No, it was better than that, actually.
In one of the most spectacular and dramatic playoff games in NFL history, the Colts came back from a 38-10 deficit to beat the Chiefs, 45-44, at Lucas Oil Stadium. Andrew Luck, the No. 1 overall pick in 2012, rallied the Colts with a stirring second-half comeback to outlast the Chiefs and Alex Smith, the oft-maligned first overall pick in 2005.
Luck threw the winning pass — a 64-yarder to second-year wide receiver T.Y. Hilton — with 4:21 to play, giving the Colts their first lead of the game. It was all they needed to advance to the divisional playoffs.

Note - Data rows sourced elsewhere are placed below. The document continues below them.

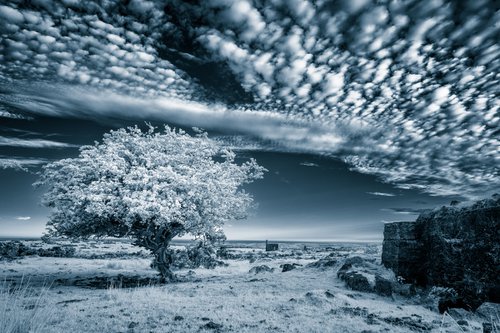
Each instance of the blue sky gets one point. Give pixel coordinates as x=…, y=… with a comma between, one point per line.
x=394, y=97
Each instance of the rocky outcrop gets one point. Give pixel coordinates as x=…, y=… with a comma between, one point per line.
x=457, y=247
x=402, y=250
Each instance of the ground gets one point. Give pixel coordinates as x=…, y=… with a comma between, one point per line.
x=45, y=294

The game was reminiscent of Buffalo’s comeback from a 35-3 deficit at home in the 1992 playoffs. They wound up winning that game, 41-38, in overtime behind backup quarterback Frank Reich.
This one came close, but not before Smith launched the Chiefs to what seemed an insurmountable lead. Smith paid the kind of dividends the Chiefs had hoped for when they traded for him in the offseason, although he didn’t quite complete the job thanks to Luck’s second-half heroics. Forced out of San Francisco with the emergence last year of Colin Kaepernick, Smith performed brilliantly at Luck’s home stadium, passing for 378 yards and four touchdowns.
Smith’s brilliance was especially important in light of the injury to Pro Bowl running back Jamaal Charles, who suffered a concussion on the Chiefs’ opening drive and did not return. He was replaced by rookie Knile Davis, who got his first significant playing time against the Chargers last week. Davis wound up leaving the game in the fourth quarter with a knee injury.
Smith was clearly the star of the offense, as he drove the Chiefs to a touchdown on their first drive and kept pouring it on from there. His 63-yard pass to Dwayne Bowe set up a field goal on his next drive to make it 10-7, and he widened the score to 17-7 on a 79-yard pass to Donnie Avery on a post route early in the second quarter.
Trent Richardson fumbled the kickoff after Avery’s touchdown, and Smith scrambled up the middle and hit fullback Anthony Sherman with a backhand 5-yard flip pass for a touchdown to make it 24-7.
Before halftime, Smith drove the Chiefs 81 yards in 15 plays to make it 31-10, as Davis scored up the middle on a 4-yard run.
Luck gave Smith yet another easy opportunity in the early going of the second half, as Luck’s first pass was intercepted by Husain Abdullah. Smith converted it into another touchdown to make it 38-10, as he hit Davis on a 10-yard scoring pass down the right side.
But Luck came roaring back to lead the epic comeback. He led a five-play, 80-yard drive that was capped by Donald Brown’s 10-yard run to make it 38-17, and Brown scored again on a 3-yard pass from Luck to close the gap to 38-24.
Ryan Succop’s 42-yard field goal gave the Chiefs a 41-24 advantage, but Luck came up with another big drive, finishing off an 80-yard march with a 12-yard scoring strike to tight end Coby Fleener.
Luck scored a touchdown early in the fourth quarter, recovering Brown’s fumble near the goal line and running it in from the 5. After a 43-yard field goal by Succop, Luck then completed the comeback with his 64-yard strike to Hilton, who got behind the Chiefs’ last defender and raced home for the score. Adam Vinatieri’s extra point gave the Colts the lead and the eventual win, as the Colts stopped the Chiefs on downs on their next — and final — drive.